綾乃は久しぶりに出てくる「女の子」「優しい」「友達みたい」だったので癒されたなー。
相変わらず黒江がなんだか放っておけない感じの危なっかしい子で、あの日送られてきた写真の詳細にわーーー(゚д゚)ってなる。両親共に大概である。
師匠の仁さんはいいやつだ。救われたような気分になる。

アンダスタンド・メイビー〈上〉

あられもない祈りとかよりは大分明るくて、でも明るいといっても壁井ユカコの「NoCall Nolife」ぐらい。
羽場先輩はかっこいい。いや今のところ浦賀氏が気になってるところです。

主人公は黒江という女の子で、話が始まった当時はまだ中学生。茨城が舞台。
でその黒江ちゃんが付き合ったり別れたりしつつ、新しい友達新しい彼氏新しい世界に飛び込んでいく話です。
すごく軽い話に見えますが、じっとり重い。新しい世界に飛び込んでいくというか飛び込まざるをえない。
でも島本作品の中では割と明るいほうだと思う。

「大人になるのなんてやめよう」(P78)とか「本当に、二人で遠くに」「いいよ」(P250)とか好きなんだ。
だが、 \ 賢治ーあうとー! / あの男は駄目だ。人を駄目にする男だ。

空の名前が出てきてびっくりした。

空の名前

空の名前はちょういい。このシリーズはよい。

映っていた体が、樹木の枝よりも頼りなく、左右に揺れた。窓ガラスの上の方まで細い紐の影が伸びていた。
ああ首吊りだ、と思うと同時に、私はもう死んでたんだ、と気づいた。

(P71〜72)

ぶらん子で青髭!

あられもない祈り

「あなた」と「私」、メイン二人の人名が出てこない重めの恋愛小説。幸福感希薄。
2人だけしか登場しないわけではないけど「名前」を持っている登場人物はとても少ない。
「あなた」は妻がいる身で、年も大きく離れている。

「不倫の割に、兄妹みたいだったり初々しい恋愛だったり純愛」だったりしない。結構どろっとしている。妻ある身が手を出しかつそれを受け入れるっていうことはそういうことだよな! と思った。けして明るくはないがよいと思う。
「もっと、絶望しろよ」である。

「土曜ワイド劇場的な不倫」ではなく、かといって「ふつうに恋愛でもいいんじゃないかと思うぐらい配偶者の存在感が希薄」なのでもない境界線というと、これとか三浦しをんの「天国旅行」収録のあれぐらいが私にとってはいいのかも。背徳感とかはいらないけど不安と後ろめたさはほしいよなー。

真綿荘の住人たち

台所風呂トイレ共同の共同生活度の高いあるアパートでの話。語り手が1話ごとに変更する短編集。
爽やか! っていう感じとか青春! みたいな方向ではないです。
真綿荘にはそれなりにややこしい事情を抱えた面倒くさい感じのひとたちしか住んでません。
「真綿荘の恋人たち」の結末はどうしてそうなった! っていう感じなんだがそれがよいハッピーエンドなのだろう。逆から辿る私の男っぽい。あと椿と八重子は百合だと思う。

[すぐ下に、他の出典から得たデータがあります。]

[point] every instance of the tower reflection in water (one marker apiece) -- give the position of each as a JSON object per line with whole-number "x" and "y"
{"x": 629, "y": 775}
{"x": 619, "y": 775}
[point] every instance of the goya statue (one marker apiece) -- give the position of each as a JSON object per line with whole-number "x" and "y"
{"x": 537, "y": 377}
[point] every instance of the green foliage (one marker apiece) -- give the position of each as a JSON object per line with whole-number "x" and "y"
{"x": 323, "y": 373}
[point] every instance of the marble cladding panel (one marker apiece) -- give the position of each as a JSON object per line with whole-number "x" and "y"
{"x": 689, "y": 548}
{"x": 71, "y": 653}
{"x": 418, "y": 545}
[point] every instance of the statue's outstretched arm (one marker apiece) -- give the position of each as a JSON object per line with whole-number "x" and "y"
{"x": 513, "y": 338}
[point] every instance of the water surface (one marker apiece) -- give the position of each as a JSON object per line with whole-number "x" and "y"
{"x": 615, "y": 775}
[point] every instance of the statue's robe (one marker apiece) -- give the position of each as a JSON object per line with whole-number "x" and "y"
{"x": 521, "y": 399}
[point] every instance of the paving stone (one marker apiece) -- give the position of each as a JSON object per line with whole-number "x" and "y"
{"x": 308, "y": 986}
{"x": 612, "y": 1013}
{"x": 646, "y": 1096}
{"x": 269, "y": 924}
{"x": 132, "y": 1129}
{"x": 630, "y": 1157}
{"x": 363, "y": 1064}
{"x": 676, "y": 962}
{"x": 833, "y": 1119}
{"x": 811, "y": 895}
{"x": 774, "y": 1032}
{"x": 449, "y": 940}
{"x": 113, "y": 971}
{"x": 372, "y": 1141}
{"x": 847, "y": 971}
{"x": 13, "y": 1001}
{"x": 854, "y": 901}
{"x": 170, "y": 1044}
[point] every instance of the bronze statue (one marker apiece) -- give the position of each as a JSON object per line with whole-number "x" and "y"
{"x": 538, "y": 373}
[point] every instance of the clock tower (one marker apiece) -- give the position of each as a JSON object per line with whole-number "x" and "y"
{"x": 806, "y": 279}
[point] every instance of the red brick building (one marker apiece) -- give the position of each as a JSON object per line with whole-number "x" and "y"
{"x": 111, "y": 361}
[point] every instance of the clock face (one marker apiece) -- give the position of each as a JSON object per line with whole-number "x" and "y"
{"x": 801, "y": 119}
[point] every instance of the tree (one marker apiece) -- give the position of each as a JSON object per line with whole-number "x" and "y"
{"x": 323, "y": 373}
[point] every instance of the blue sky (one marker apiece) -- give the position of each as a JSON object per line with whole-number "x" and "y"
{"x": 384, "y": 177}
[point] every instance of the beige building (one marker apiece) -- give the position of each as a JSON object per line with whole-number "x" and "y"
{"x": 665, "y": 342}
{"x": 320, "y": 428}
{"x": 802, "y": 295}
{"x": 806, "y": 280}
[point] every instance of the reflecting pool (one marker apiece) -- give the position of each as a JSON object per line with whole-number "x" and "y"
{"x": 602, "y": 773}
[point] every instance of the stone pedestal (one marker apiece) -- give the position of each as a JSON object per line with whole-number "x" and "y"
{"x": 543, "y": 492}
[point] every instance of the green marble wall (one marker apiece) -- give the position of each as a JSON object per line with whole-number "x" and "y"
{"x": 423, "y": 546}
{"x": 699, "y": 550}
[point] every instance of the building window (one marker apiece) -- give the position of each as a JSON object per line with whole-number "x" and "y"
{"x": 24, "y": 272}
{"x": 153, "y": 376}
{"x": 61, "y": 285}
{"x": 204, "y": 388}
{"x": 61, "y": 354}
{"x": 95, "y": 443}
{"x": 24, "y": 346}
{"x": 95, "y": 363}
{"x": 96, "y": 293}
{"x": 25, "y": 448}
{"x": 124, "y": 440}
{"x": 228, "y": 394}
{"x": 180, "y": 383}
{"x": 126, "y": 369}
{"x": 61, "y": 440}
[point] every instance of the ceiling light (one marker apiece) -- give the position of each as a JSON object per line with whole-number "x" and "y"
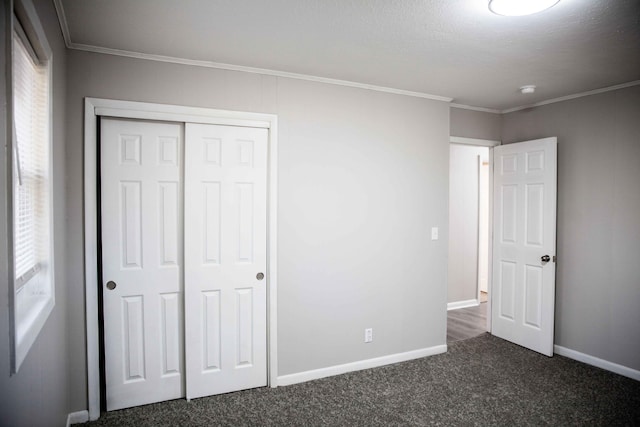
{"x": 519, "y": 7}
{"x": 528, "y": 89}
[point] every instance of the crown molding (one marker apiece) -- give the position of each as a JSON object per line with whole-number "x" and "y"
{"x": 472, "y": 108}
{"x": 62, "y": 19}
{"x": 574, "y": 96}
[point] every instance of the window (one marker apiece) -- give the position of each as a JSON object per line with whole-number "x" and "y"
{"x": 32, "y": 294}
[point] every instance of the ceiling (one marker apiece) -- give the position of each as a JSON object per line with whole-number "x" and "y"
{"x": 449, "y": 48}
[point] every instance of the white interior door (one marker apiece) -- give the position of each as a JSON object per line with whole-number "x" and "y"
{"x": 225, "y": 258}
{"x": 524, "y": 243}
{"x": 141, "y": 199}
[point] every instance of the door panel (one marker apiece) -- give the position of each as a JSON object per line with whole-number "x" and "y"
{"x": 225, "y": 249}
{"x": 141, "y": 181}
{"x": 525, "y": 231}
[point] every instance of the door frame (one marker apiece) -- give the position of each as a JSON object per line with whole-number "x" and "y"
{"x": 490, "y": 144}
{"x": 95, "y": 107}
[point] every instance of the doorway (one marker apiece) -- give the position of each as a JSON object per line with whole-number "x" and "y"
{"x": 468, "y": 300}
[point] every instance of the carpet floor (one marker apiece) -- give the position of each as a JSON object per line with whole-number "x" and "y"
{"x": 480, "y": 381}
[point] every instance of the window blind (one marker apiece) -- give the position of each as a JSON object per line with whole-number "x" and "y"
{"x": 31, "y": 165}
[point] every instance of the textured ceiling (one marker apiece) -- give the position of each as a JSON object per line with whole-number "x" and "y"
{"x": 450, "y": 48}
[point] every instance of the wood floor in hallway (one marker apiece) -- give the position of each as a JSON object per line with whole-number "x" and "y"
{"x": 465, "y": 323}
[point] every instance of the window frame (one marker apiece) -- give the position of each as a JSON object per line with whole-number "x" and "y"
{"x": 27, "y": 322}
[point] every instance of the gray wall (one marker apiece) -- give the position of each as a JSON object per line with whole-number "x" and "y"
{"x": 598, "y": 242}
{"x": 475, "y": 124}
{"x": 363, "y": 176}
{"x": 38, "y": 394}
{"x": 463, "y": 221}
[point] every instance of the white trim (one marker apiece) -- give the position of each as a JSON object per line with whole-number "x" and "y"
{"x": 253, "y": 70}
{"x": 472, "y": 108}
{"x": 597, "y": 362}
{"x": 95, "y": 107}
{"x": 64, "y": 26}
{"x": 462, "y": 304}
{"x": 77, "y": 417}
{"x": 574, "y": 96}
{"x": 474, "y": 141}
{"x": 316, "y": 374}
{"x": 62, "y": 19}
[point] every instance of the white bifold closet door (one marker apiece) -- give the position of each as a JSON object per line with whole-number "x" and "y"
{"x": 183, "y": 258}
{"x": 225, "y": 258}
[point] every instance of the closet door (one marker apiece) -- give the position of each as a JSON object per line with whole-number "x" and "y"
{"x": 225, "y": 258}
{"x": 141, "y": 207}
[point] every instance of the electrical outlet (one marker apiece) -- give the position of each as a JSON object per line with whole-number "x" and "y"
{"x": 368, "y": 335}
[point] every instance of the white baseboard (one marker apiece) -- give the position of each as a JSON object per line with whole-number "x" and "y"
{"x": 77, "y": 417}
{"x": 462, "y": 304}
{"x": 599, "y": 363}
{"x": 360, "y": 365}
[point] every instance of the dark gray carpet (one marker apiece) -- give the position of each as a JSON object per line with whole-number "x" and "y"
{"x": 480, "y": 381}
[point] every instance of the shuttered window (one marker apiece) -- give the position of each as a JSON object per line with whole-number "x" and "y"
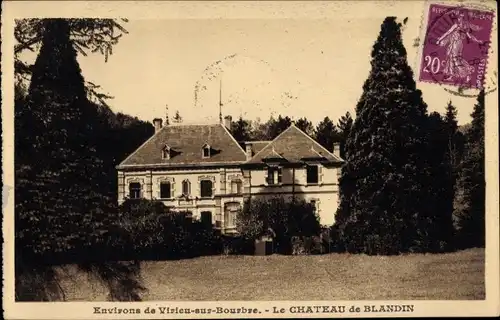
{"x": 312, "y": 174}
{"x": 206, "y": 188}
{"x": 274, "y": 175}
{"x": 135, "y": 190}
{"x": 186, "y": 187}
{"x": 165, "y": 190}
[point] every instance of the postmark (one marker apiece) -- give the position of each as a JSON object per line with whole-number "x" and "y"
{"x": 456, "y": 47}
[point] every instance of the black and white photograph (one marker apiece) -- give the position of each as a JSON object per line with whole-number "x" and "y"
{"x": 235, "y": 159}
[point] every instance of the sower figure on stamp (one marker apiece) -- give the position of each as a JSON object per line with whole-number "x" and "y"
{"x": 456, "y": 66}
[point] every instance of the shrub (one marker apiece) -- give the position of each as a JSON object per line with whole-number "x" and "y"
{"x": 280, "y": 218}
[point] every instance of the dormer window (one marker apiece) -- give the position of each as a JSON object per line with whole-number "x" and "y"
{"x": 165, "y": 152}
{"x": 206, "y": 151}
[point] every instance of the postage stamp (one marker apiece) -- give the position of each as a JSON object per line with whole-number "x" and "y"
{"x": 457, "y": 41}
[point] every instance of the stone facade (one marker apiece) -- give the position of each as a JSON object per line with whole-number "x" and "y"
{"x": 215, "y": 190}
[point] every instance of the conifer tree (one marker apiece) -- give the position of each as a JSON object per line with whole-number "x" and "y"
{"x": 442, "y": 188}
{"x": 472, "y": 181}
{"x": 305, "y": 125}
{"x": 277, "y": 126}
{"x": 57, "y": 169}
{"x": 451, "y": 127}
{"x": 385, "y": 205}
{"x": 326, "y": 133}
{"x": 344, "y": 125}
{"x": 241, "y": 130}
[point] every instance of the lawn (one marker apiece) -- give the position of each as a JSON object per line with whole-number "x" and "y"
{"x": 457, "y": 276}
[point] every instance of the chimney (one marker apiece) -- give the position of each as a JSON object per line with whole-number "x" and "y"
{"x": 227, "y": 122}
{"x": 157, "y": 122}
{"x": 248, "y": 150}
{"x": 336, "y": 149}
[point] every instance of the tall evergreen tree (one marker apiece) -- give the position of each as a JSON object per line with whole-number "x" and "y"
{"x": 450, "y": 119}
{"x": 386, "y": 171}
{"x": 57, "y": 168}
{"x": 305, "y": 125}
{"x": 442, "y": 188}
{"x": 472, "y": 182}
{"x": 241, "y": 130}
{"x": 326, "y": 133}
{"x": 87, "y": 36}
{"x": 277, "y": 126}
{"x": 344, "y": 125}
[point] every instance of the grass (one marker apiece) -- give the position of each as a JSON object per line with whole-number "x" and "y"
{"x": 452, "y": 276}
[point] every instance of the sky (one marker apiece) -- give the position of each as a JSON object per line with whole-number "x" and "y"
{"x": 296, "y": 66}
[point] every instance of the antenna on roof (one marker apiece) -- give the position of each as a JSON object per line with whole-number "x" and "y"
{"x": 220, "y": 101}
{"x": 167, "y": 122}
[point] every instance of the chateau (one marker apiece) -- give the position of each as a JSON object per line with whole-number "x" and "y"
{"x": 204, "y": 170}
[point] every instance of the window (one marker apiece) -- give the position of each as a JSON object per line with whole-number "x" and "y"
{"x": 236, "y": 186}
{"x": 312, "y": 174}
{"x": 206, "y": 218}
{"x": 165, "y": 190}
{"x": 274, "y": 175}
{"x": 165, "y": 153}
{"x": 230, "y": 211}
{"x": 206, "y": 188}
{"x": 206, "y": 151}
{"x": 186, "y": 187}
{"x": 230, "y": 219}
{"x": 313, "y": 203}
{"x": 135, "y": 190}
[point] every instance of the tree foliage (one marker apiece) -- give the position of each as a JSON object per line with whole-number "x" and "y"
{"x": 344, "y": 126}
{"x": 280, "y": 218}
{"x": 305, "y": 125}
{"x": 57, "y": 166}
{"x": 471, "y": 182}
{"x": 86, "y": 35}
{"x": 386, "y": 205}
{"x": 241, "y": 130}
{"x": 326, "y": 133}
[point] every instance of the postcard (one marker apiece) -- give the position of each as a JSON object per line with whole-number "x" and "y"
{"x": 241, "y": 159}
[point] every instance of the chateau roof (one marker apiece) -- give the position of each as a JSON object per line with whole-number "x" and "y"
{"x": 294, "y": 145}
{"x": 185, "y": 142}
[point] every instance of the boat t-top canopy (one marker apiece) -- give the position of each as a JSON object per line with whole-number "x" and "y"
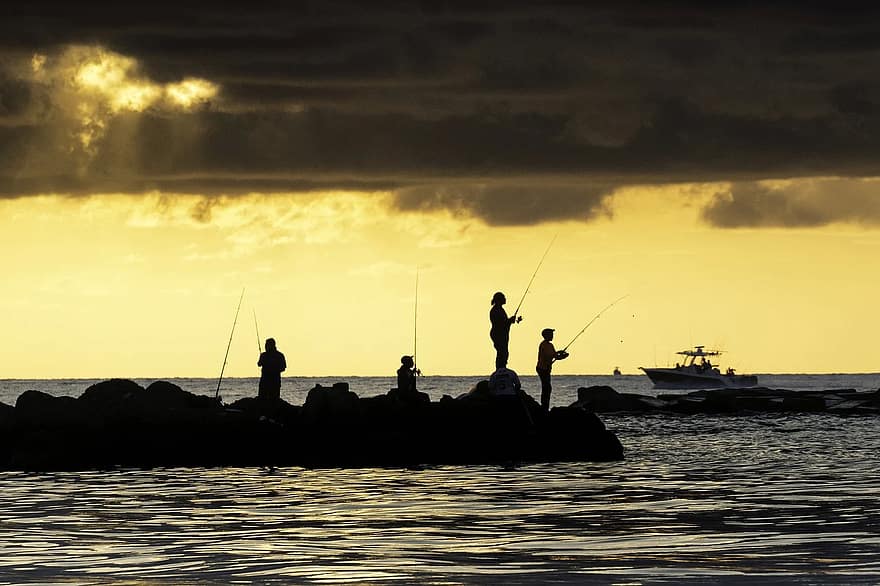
{"x": 698, "y": 351}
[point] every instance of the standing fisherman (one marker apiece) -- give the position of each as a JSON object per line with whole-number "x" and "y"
{"x": 273, "y": 363}
{"x": 547, "y": 355}
{"x": 500, "y": 332}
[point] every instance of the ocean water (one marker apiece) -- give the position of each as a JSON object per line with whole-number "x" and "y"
{"x": 698, "y": 499}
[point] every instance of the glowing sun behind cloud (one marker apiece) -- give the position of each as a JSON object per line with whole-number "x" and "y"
{"x": 91, "y": 84}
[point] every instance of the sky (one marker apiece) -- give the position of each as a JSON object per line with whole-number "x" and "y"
{"x": 369, "y": 174}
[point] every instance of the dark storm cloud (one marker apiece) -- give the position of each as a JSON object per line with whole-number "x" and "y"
{"x": 806, "y": 204}
{"x": 441, "y": 101}
{"x": 510, "y": 205}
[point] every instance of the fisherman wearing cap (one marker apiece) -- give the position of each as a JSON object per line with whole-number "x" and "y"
{"x": 500, "y": 332}
{"x": 406, "y": 375}
{"x": 547, "y": 355}
{"x": 272, "y": 363}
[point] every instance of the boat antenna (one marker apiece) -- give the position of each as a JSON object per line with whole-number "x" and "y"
{"x": 589, "y": 323}
{"x": 526, "y": 292}
{"x": 222, "y": 368}
{"x": 416, "y": 324}
{"x": 257, "y": 328}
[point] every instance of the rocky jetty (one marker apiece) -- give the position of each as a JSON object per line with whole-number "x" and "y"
{"x": 604, "y": 399}
{"x": 118, "y": 423}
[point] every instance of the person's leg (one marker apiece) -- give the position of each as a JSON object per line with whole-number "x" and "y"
{"x": 502, "y": 354}
{"x": 546, "y": 389}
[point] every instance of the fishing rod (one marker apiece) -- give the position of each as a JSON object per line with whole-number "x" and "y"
{"x": 607, "y": 307}
{"x": 217, "y": 392}
{"x": 416, "y": 324}
{"x": 257, "y": 328}
{"x": 516, "y": 311}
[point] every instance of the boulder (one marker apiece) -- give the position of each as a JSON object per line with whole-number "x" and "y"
{"x": 323, "y": 401}
{"x": 604, "y": 399}
{"x": 39, "y": 409}
{"x": 163, "y": 394}
{"x": 111, "y": 392}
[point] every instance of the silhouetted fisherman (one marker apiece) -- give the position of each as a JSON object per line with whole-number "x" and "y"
{"x": 504, "y": 383}
{"x": 500, "y": 332}
{"x": 547, "y": 355}
{"x": 406, "y": 375}
{"x": 273, "y": 363}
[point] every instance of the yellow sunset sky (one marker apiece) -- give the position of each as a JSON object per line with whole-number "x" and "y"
{"x": 118, "y": 285}
{"x": 109, "y": 271}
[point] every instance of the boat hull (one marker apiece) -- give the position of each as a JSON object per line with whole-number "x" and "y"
{"x": 682, "y": 378}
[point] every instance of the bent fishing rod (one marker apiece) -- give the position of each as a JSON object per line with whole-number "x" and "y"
{"x": 416, "y": 325}
{"x": 226, "y": 356}
{"x": 257, "y": 328}
{"x": 597, "y": 316}
{"x": 529, "y": 286}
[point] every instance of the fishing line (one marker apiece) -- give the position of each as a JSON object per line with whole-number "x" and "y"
{"x": 516, "y": 311}
{"x": 226, "y": 356}
{"x": 589, "y": 323}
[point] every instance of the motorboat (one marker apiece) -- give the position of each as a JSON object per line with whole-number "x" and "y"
{"x": 698, "y": 372}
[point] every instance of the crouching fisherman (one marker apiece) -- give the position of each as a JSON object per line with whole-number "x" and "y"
{"x": 273, "y": 364}
{"x": 406, "y": 381}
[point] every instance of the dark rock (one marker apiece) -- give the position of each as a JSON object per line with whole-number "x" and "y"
{"x": 164, "y": 394}
{"x": 324, "y": 402}
{"x": 38, "y": 409}
{"x": 604, "y": 399}
{"x": 111, "y": 392}
{"x": 409, "y": 397}
{"x": 120, "y": 424}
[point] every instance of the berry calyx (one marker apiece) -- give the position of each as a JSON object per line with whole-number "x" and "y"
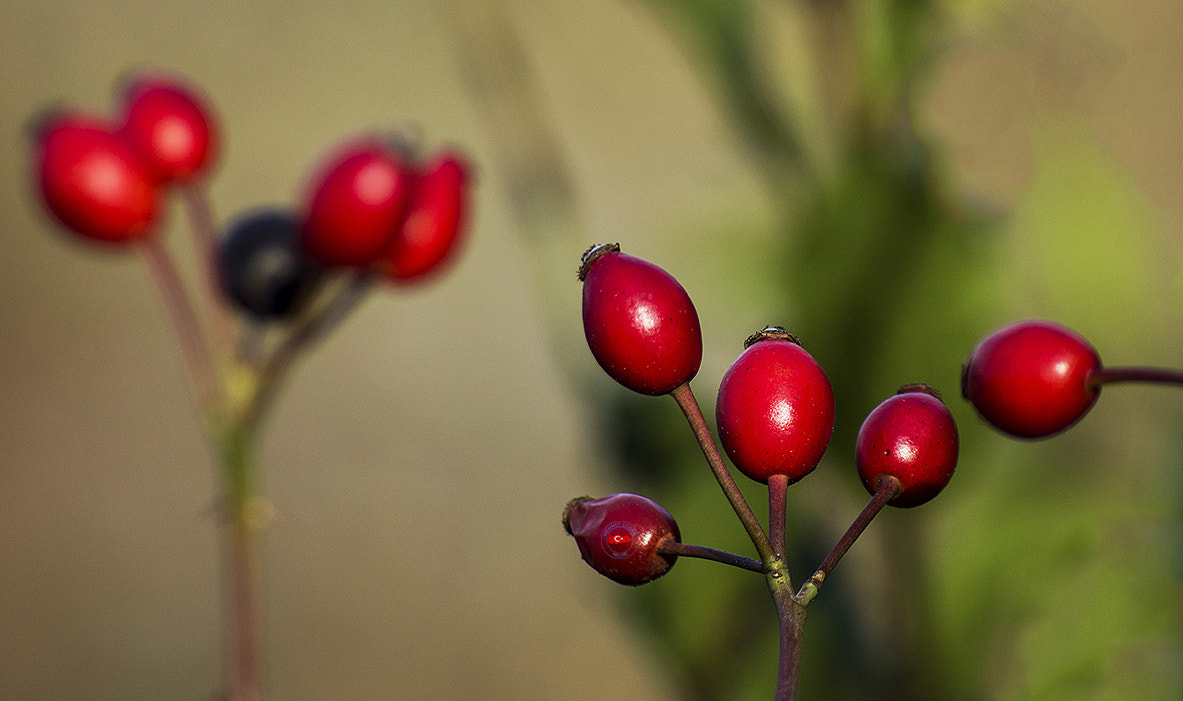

すぐに呼吸が苦しくなるほどに鼻が詰まって、いそいで数枚の紙ナプキンを引き出して顔を覆いながら、自分でもびっくりするほど溢れて止まらないものに揺さぶられて、嗚咽が、吐き気のように込み上げました。
愛されないことを受け入れるのは、いったんあきらめてしまえば、たやすかった。だけど、こんなにも長い間、持ち続けていた悪い夢が色褪せていくなんて、想像もしていなかった。

(P237)

CHICAライフ

ユヤタン面白かったよな……と思って再度借りてくる。
そしたらその日の夜のついったーがユヤタン祭りだった。何なの予知なのっておもった。
タイムリーで凄くびびった。

笑えるエッセイを好きな人に。あと佐藤友哉ファンにも。だめんず率たかいです。

さらには美術館や映画館に行ってもチケットを買うことができない。待ち合わせ場所が分からなくても交番や通行人に聞けないので、しょっちゅう道に迷う。知らない番号の電話には絶対出ない。美容院などもってのほかで、髪型はすべて自前なため、素人のくせに妙にカットが上手い……等々、その極端さは日常生活に支障をきたす域に達しているのだった。

(P127)

Herstories彼女たちの物語—21世紀女性作家10人インタビュー

小説すばるでやってた(らしい)インタビューが一冊になりました。
10人分あるけど、桜庭一樹・三浦しをん・島本理生を読んだら満足したのでここでやめる。

ちなみにインタビューを受けている人は、綿矢りさ・柴崎友香・島本理生・桜庭一樹・鹿真田真希・三浦しをん・雨宮処凛・本谷有希子・青山七恵・金原ひとみ(掲載順)

島本さんが超ユヤタン似でびっくりした(顔を見たのは多分これが初めて
夫婦だからってそんなに早く似てこないよなあ、ていうことは元々顔の系統が似ているのかしら、とか思ったり(特に最初のページの真正面からの写真が似ていると思うのです。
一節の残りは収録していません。